A percepção ocorre através de sinais no sistema nervoso, que são gerados pela estimulação dos órgãos sensoriais durante as interações com o entorno. A percepção é dependente da atenção, que é um recurso cognitivo muito limitado e disponível apenas a alguns processos cognitivos ao mesmo tempo. O operador teve que realizar cálculos em uma situação de alta pressão com um número de distrações e informações sensoriais “lutando” por sua atenção.
Além da rápida decadência da memória fotográfica, alguns estudos têm mostrado os limites da capacidade de memória a curto prazo humana. Sperling conduziu uma experiência visual para determinar a existência da memória sensorial humana e, em caso afirmativo, a sua capacidade (Sperling, 1960).
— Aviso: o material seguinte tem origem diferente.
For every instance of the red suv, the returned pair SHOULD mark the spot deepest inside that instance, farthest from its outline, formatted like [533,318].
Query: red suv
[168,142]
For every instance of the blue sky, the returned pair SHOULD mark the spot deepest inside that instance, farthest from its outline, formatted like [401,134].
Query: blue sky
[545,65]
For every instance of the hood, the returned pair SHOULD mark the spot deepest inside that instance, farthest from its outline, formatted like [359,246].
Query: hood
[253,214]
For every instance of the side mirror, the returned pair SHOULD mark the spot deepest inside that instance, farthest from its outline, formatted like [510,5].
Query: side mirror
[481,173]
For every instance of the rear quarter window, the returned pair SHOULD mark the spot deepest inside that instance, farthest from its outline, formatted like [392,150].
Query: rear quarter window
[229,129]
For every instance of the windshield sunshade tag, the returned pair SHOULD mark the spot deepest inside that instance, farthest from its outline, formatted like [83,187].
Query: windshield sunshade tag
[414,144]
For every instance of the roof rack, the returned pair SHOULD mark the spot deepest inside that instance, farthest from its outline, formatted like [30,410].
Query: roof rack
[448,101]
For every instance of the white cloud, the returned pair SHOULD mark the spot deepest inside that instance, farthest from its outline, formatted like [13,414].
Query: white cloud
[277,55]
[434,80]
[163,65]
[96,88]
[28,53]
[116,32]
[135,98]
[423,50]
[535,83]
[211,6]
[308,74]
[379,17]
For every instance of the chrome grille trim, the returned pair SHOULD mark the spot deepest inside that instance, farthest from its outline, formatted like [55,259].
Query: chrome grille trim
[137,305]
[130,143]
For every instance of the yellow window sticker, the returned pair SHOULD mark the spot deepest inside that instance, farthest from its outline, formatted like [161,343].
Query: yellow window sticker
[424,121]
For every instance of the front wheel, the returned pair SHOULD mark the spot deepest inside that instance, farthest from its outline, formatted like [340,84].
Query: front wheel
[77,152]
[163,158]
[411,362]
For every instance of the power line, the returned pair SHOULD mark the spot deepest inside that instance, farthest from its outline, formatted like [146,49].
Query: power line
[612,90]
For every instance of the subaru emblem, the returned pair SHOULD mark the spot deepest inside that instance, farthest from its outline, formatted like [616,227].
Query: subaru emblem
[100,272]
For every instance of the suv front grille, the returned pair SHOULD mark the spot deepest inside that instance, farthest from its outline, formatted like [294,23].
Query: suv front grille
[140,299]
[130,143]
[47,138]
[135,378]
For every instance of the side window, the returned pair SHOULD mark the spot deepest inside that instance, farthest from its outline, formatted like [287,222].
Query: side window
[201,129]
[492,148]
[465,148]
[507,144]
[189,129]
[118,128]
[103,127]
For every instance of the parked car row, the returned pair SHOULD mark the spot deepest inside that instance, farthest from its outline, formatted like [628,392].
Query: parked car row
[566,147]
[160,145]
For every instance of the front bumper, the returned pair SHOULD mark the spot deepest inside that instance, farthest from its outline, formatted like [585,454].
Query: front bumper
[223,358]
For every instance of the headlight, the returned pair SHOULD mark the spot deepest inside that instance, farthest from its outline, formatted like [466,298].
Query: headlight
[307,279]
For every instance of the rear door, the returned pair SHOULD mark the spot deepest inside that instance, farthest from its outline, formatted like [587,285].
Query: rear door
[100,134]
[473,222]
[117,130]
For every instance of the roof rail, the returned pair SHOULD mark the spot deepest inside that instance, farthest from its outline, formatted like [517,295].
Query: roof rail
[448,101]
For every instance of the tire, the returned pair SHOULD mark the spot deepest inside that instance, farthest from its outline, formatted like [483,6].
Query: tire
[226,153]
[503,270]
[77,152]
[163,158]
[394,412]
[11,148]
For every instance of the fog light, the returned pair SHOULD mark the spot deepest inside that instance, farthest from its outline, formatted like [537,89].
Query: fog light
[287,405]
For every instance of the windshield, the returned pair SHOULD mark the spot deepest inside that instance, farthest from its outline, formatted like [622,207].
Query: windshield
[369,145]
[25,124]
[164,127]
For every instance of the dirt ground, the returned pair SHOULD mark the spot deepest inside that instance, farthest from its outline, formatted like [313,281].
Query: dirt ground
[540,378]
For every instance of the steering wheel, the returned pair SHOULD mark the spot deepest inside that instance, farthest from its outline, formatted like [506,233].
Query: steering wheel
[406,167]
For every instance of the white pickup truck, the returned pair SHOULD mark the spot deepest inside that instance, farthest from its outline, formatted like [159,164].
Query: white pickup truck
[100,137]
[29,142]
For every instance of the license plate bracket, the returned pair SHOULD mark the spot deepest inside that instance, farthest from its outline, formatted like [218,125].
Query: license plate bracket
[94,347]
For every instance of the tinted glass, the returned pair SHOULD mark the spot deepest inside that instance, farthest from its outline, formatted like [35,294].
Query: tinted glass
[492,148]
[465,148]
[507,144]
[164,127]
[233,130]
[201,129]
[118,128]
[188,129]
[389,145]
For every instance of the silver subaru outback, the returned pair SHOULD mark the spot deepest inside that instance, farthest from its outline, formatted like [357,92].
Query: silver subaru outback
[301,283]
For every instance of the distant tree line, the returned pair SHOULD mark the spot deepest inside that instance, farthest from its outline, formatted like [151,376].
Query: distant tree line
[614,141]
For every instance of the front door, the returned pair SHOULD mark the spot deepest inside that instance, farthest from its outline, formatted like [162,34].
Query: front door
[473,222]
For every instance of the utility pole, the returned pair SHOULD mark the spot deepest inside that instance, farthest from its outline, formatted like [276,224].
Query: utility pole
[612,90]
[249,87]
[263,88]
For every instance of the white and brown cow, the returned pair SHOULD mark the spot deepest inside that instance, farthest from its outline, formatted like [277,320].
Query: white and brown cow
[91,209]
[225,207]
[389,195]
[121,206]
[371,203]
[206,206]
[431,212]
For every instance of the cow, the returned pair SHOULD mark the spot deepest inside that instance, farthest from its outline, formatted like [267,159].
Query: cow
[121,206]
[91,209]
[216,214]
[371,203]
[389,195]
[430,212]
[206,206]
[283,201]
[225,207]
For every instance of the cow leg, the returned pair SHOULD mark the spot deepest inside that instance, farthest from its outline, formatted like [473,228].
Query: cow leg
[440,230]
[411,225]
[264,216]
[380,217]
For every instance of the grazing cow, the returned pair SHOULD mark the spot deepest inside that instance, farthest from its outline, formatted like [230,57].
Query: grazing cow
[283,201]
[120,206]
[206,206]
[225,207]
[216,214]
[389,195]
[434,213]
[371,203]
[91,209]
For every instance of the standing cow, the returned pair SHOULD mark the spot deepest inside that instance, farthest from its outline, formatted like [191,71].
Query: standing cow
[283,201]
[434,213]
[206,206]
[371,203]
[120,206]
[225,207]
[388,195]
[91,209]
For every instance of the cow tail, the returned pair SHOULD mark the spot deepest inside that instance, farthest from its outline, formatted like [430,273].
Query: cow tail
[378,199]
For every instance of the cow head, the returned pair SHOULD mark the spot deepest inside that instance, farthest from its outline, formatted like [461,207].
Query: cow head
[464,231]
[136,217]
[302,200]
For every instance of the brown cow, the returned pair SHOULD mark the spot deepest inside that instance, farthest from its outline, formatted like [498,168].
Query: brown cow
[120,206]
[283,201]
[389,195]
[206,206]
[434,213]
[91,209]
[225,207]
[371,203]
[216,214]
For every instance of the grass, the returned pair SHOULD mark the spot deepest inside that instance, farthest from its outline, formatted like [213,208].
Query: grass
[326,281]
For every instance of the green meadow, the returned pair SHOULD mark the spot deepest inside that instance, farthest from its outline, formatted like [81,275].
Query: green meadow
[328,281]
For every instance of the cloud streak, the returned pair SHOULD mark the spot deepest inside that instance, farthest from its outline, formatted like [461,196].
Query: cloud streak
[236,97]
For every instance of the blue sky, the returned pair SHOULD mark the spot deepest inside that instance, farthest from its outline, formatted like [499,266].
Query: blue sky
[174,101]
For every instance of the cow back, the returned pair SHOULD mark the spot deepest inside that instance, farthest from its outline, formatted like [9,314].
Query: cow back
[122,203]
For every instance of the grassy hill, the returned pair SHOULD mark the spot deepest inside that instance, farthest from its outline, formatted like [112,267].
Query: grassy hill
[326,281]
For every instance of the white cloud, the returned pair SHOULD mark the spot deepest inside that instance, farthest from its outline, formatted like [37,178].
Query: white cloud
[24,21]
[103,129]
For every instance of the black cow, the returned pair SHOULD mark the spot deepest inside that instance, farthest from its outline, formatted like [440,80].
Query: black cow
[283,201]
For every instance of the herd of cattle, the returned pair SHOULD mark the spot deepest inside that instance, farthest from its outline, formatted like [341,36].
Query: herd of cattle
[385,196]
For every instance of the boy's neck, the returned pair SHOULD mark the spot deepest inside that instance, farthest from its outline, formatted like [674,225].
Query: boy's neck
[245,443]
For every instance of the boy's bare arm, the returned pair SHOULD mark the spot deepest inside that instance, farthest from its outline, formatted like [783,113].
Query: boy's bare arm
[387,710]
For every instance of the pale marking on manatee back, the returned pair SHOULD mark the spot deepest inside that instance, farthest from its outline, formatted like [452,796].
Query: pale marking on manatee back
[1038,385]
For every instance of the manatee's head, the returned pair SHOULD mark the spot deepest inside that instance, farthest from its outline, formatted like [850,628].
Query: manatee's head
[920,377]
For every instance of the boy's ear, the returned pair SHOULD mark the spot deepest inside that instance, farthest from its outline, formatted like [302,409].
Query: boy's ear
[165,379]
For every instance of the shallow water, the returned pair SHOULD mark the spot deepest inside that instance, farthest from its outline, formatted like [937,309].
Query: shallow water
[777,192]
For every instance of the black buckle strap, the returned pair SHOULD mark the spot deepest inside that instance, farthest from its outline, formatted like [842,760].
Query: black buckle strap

Os avaliados foram solicitados a fixar o olhar em um ponto no centro de uma tela e em seguida listas de letras foram projetadas por um período muito breve (50 milissegundos). O método usual envolvia um procedimento de "relatório completo", no qual os indivíduos deveriam tentar se lembrar de todas as letras dentro da lista. No entanto, Sperling usou o procedimento de "relatório parcial", onde os participantes foram expostos a três linhas de quatro letras e tiveram que recordar o maior número de letras de apenas uma linha.
Sperling determinou que, como os indivíduos não sabiam de qual linha eles teriam que se lembrar, eles teriam que armazenar todas as linhas. Os resultados mostraram que os
participantes lembraram um pouco mais de três letras, em média, independentemente da linha que tinham de recuperar da memória. Sperling concluiu que isso representava uma capacidade de memória de curto prazo equivalente a nove itens, já que os sujeitos não sabiam qual linha eles iriam precisar reter (assim 3 itens x 3 linhas = uma capacidade 9).
Supõe-se que o sistema de memória de curto prazo do operador do USS Vincenes estaria sob grande tensão enquanto tentava memorizar a leitura de altitude inicial, já que a sequência de dígitos teria flutuado de acordo com a posição do objeto rastreado, limitando a quantidade de tempo disponível para codificação. Além disso, o número de dígitos contidos dentro da leitura inicial estava provavelmente no limite da capacidade de memória de curto prazo. O operador então teve que reter a segunda leitura de altitude na memória de curto prazo, colocando uma demanda ainda maior sobre a capacidade limitada da memória de curto prazo.
Embora o capitão do navio tenha sido bastante criticado por ter sido muito agressivo ao agir baseado em uma informação com falha, um design mais bem elaborado poderia ter removido a responsabilidade do operador de realizar cálculos de altitude manualmente. Portanto, a complexa tarefa de reter dois conjuntos de números e subtrair um do outro, para calcular a altitude dos objetos rastreados, foi considerada um fator importante que contribuiu para o disparo dos mísseis no Airbus.
Em resumo, os erros que levaram à decisão desastrosa de disparar dois mísseis na aeronave civil poderiam ter sido evitados se o design apoiasse melhor o operador. A implementação de alguns meios de exibição das altitudes ao longo do tempo teria reduzido o número de itens que o operador tinha que manter em sua limitada memória e lhe daria mais tempo para codificar as leituras separadas, o que poderia potencialmente ter evitado o erro fatal de cálculo que sugeriu que a aeronave estava descendo para o navio americano.
Além disso, projetar um sistema de cursores que instantaneamente determinasse qual conjunto de informações estava relacionado ao objeto selecionado poderia ter evitado o erro de rastreamento que considerou uma aeronave a quilômetros de distância como uma ameaça. Portanto, as interfaces de usuário devem suportar os sistemas de memória falível caso contrário poderá haver um escopo considerável para o erro, que às vezes pode ser fatal.